Grad Studio II
Spring 2026
Instructors:
Hannah Chung, Peter Yeadon
Additional Inputs:
Scarlett Huo, Winnie Chou
Photography Assist:
Joyce Chen
Cafe is one of the few sites in contemporary consumer culture where production is performed in full public view, a place where coffee is ordered, prepared, and served as a visible sequence in which the ritual of making is as much a part of the product as the beverage itself. Yet the spent grounds displaced from the portafilter dozens of times each hour, exits the cycle immediately and without acknowledgment. Spent coffee grounds retain considerable chemical and energetic value and are nonetheless discarded as a matter of routine. They are also a waste stream with an unusually legible point of origin: the machine responsible for their production is present and thermally active at the precise moment the waste is created. That condition of proximity presents a design opportunity that existing appliance typologies have yet to seriously address.
Spent coffee grounds represent one of the most consistently underaddressed organic waste streams in the modern food service industry. Globally an estimated 15 million tonnes are generated annually, with commercial sources including cafes, restaurants, and cafeterias accounting for approximately half of that figure. Despite this scale, the material is treated almost universally as residue: collected, bagged, and landfilled with little to minimal consideration of its chemical compositions or energetic potential.
Organic material deposited in anaerobic landfill conditions produces methane, a greenhouse gas with a global warming potential significantly higher than CO₂ on a 20-year timescale. That a material so consistently and predictably generated has attracted so little design attention at the point of production, rather than downstream in composting initiatives or industrial upcycling programs, points to a structural gap in how appliance design frames its own material responsibilities. This project situates itself within that gap, proposing that the site of waste generation and the object responsible for it are can be joined together in harmony.

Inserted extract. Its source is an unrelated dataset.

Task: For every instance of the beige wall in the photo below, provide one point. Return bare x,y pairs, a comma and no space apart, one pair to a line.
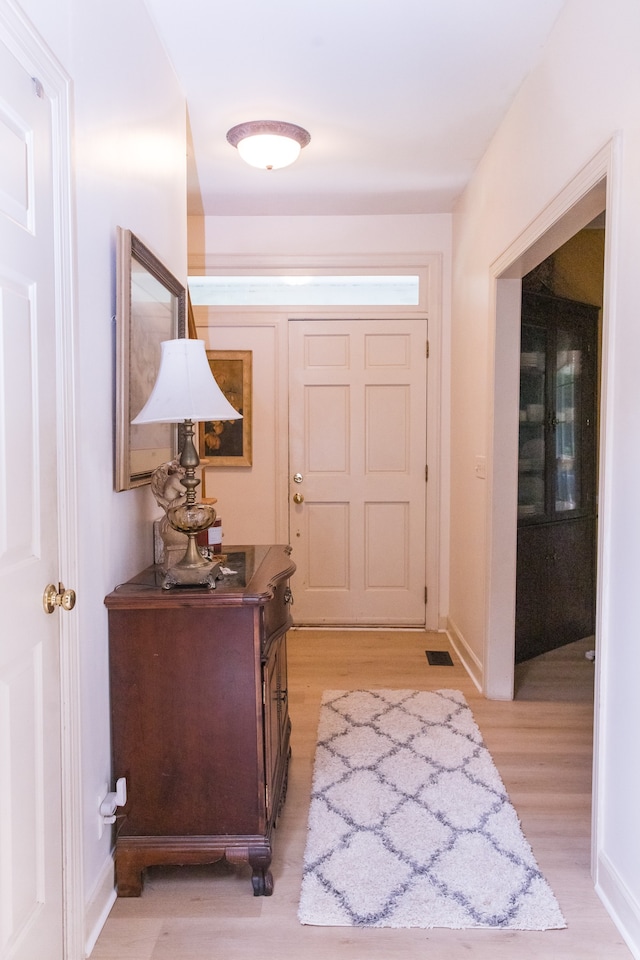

The design process originated with an investigation into the constituent stages of the pyrolysis reaction and the conditions under which the process could be scaled from sustained industrial infrastructure to an appliance-sized reactor. A critical early finding was that pyrolysis is time and distance dependent: adequate thermal decomposition requires that feedstock travel through sustained heat over a meaningful dwell path. This constraint became the primary generative problem of the project. In response, a series of spiral feed mechanisms were developed to maximize the internal travel distance of spent coffee grounds within a compact reactor volume, ensuring that the material undergoes progressive drying and superheating while remaining in continuous motion through the chamber. The resulting object is resolved as a two-sided design: the front face functions as a conventional espresso machine, the site of coffee preparation and customer interaction, while the rear houses the pyrolysis reactor, the site of waste processing and material transformation.

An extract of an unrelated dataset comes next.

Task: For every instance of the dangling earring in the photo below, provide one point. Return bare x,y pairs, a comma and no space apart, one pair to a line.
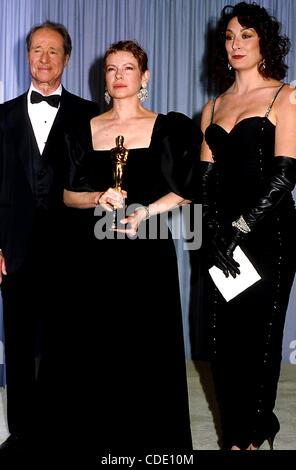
107,97
143,93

Establishing pyrolysis reactor logistics, and integrating espresso machine design layout in diagram form.
Study on positioning of spiral feeders, original idea calls for the pyrolysis reactor to coexist with the espresso machine on a single side.
Establishing various components required for both coffee brewing and grounds post-processing.

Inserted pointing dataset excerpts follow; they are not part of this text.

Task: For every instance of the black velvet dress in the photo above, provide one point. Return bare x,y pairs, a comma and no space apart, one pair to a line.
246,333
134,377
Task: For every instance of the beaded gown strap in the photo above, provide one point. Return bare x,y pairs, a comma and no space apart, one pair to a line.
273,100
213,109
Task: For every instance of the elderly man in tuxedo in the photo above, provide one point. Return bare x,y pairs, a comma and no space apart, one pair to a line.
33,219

Preliminary design of the espresso machine handle and mechanisms.
Extended study of various handle and portafilter configurations.
Pyrolysis chamber feeder preliminary study. Design of heating element.
Dual barrel pyrolysis chamber design, outside barrel facilitates heating, while inside barrel feeds the grounds and slowly converts into biochar and syngas without burning them.
A portion of syngas is reintroduced from the inner back to the outside barrel to recycle the heat, promoting a self-sustaining reaction as pyrolysis reactors reach desired temperature.
Overall apparatus design and initial prototyping.
Finalized design of espresso machine and pyrolysis reactor, dimensions established.
The formal language of the machine draws from industrial and automotive precedents, specifically the visual and structural logic of combustion systems in which gases, fluids, and heat move through a series of discrete but interdependent components. The aesthetic sensibility of the project is grounded in that tradition: the Mercedes-Benz SL65 AMG Black Series, manual espresso machines, and precision lathe equipment each contributed to an understanding of how high-performance mechanical objects resolve complexity into coherent, legible form.
Common to these references is a design culture that does not conceal its own workings, but instead treats functional density as an aesthetic condition in itself. Materially, the machine is conceived in steel and aluminum, selected for their thermal tolerance, structural integrity under sustained high-temperature operation, and formal compatibility with the industrial register the project occupies.